Thursday, 22 February 2007

On T. S. Eliot

One of the most impressive people I met on my recent visit to Mexico was Christopher Southgate, who is not only a scientist and theologian, but also a poet. In Cancun, we talked a little about T. S. Eliot (one of my favourite poets) – so I was delighted the other day to receive in the post a copy of Chris’s book, A Love and Its Sounding: Explorations of T. S. Eliot (Salzburg: University of Salzburg, 1997), 96 pp. This work, a long poem in seven sections, is a poetic biography of Eliot. And it’s truly delightful.
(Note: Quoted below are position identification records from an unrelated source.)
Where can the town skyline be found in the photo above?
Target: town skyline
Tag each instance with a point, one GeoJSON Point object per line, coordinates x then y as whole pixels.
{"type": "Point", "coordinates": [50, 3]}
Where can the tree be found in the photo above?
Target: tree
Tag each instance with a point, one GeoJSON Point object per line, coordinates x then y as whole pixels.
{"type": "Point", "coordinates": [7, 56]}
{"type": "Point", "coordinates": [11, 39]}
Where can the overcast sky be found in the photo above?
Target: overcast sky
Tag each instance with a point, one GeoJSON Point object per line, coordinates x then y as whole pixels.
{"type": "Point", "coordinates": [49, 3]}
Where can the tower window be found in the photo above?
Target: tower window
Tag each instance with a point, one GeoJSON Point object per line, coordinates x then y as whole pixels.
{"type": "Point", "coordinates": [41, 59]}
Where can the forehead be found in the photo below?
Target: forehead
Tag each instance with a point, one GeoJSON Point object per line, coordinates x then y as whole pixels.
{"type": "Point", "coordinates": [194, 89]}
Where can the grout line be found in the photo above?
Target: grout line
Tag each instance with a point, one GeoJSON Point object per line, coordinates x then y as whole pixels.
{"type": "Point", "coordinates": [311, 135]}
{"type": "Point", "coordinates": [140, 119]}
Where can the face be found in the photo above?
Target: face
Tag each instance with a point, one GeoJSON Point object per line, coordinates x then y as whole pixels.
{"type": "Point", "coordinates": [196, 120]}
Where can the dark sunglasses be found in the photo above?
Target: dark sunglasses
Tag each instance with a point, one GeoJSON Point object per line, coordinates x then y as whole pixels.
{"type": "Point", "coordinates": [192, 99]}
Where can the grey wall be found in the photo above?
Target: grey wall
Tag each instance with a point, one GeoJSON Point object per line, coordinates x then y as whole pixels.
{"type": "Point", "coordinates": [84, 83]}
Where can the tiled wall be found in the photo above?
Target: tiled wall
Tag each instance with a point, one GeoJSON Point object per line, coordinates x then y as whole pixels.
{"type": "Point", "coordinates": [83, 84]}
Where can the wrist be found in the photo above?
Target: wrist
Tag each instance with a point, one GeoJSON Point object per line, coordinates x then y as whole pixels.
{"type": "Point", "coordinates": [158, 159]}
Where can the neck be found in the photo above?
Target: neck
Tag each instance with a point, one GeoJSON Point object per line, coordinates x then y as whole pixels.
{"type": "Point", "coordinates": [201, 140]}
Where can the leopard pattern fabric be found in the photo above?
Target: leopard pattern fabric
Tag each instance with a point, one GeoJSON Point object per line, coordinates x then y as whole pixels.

Here’s a sample from section VII (p. 63):

I sit in the Church at East Coker
Your ashes’ resting place. Above them
An understated epitaph –

You ask us from an oval tablet
To pray for the repose of the soul
Of Thomas Stearns Eliot, Poet.

There is a sense of our petitions
Being sought for yet longer struggle –
That the pale purgatorial fires

That beckoned you from the desert burn
Still. I do not believe it. The church,
The high dark Jacobean panelling,

The plain space of nave, checked floor, plain swept,
Sturdy house for the elusive God
Of earth and air, rose and fire, shelter

From our storm-flung present anarchy,
Speaks of stillness, clarity of light,
And of the Furies finally befriended.